WASHINGTON — Witnesses called for U.S. intervention to end the ongoing persecution of religious minorities in India, including Christians, at a hearing on Capitol Hill.
“Religious freedom in India is abysmal. Religious minority communities and their places of worship remain particularly vulnerable to discriminatory legislation, surveillance, and harassment,” U.S. Commission on International Religious Freedom (USCIRF) Vice Chair Asif Mahmood said during a May 7 hearing. “Members of the clergy are also routinely arrested and released under accusation of conducting forced conversions.”

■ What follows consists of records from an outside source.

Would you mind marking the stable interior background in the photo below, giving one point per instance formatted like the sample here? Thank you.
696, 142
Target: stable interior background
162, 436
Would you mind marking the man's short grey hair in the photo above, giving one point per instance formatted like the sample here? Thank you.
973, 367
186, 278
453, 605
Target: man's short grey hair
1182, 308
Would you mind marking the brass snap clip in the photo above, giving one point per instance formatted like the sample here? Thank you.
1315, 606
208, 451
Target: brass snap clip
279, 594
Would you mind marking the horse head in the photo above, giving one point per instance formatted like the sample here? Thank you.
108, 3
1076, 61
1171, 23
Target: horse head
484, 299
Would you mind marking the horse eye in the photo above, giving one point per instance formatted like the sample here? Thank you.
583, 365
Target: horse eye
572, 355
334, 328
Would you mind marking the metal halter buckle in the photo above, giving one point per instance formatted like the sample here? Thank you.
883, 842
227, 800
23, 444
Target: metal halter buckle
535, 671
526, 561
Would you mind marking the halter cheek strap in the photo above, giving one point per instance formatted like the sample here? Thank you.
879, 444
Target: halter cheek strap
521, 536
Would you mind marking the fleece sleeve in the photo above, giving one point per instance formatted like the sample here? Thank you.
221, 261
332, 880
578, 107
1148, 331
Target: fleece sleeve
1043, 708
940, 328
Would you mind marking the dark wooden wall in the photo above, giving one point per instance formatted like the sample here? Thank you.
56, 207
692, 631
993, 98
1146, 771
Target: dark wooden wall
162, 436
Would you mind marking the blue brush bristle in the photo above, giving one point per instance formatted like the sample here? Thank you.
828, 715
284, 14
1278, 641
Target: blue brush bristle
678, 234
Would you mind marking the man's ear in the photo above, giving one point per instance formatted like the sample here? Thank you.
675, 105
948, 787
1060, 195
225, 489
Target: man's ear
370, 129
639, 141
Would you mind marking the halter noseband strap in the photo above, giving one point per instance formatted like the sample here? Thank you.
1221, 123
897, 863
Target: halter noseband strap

USCIRF Chair Vicky Hartzler also highlighted persecution in India on the national, state, and local level through discriminatory legislation, arbitrary detention of religious leaders, failure to intervene in attacks against religious minorities, anti-conversion laws in 13 out of 28 states, anti-terrorism laws targeting minorities, and citizenship laws. She described religious freedom in India as continuing in “a downward trajectory.”
The hearing comes as the commission warns of escalating attacks against Christians in India, including mob violence and property destruction. The Catholic population in India is about 23 million, about 1.6% of the countryʼs population, according to the Vatican.
Raqib Naik, founder and executive director of the Center for the Study of Organized Hate, called for the State Department to designate India as a country of particular concern (CPC).
“I believe that acknowledging the problem is the first step,” Naik said. “I think the U.S. should designate India as a CPC. I think that should be the first step because you cannot have a solution without acknowledging the problem.” Naik further called for sanctions and heightened awareness of transnational repression, which he said poses a “national security threat.”
Former U.S. Ambassador-at-Large for Global Criminal Justice Stephen Rapp called for “methods that have a bite to them” to place pressure on the Indian government to end religious persecution in the country. Rapp encouraged heightened reporting of religious freedom violators to “build cases” against them so that it may be possible to prosecute them internationally in the future.
“Maybe many of the perpetrators may never travel, but basically you send a signal that if you commit crimes like these there will be no rest in this life,” Rapp said. “It’s not enough, but it’s something.”
Religious freedom advocate David Curry called for the State Department to demand that its international partners uphold religious liberty as a preliminary requirement in all negotiations.
“The international religious freedom infrastructure within the State Department should be part of every discussion and negotiation,” Curry said. “Human rights and international religious freedom should be part of these discussions.”
Indian anthropologist Angana Chatterji echoed Curry, urging the U.S. “to examine seriously the impossibility of economic benefit and profit from relations with India under the current extreme conditions.”
Georgetown Law professor Arjun Sethi noted that India’s Prime Minister Narendra Modi was banned under the George W. Bush administration from entering the U.S. from 2005 to 2014. “And now he’s courted by this country,” he said.
“I think we should just have a much deeper understanding of who he is, what he stands for, and what he’s about,” Sethi said.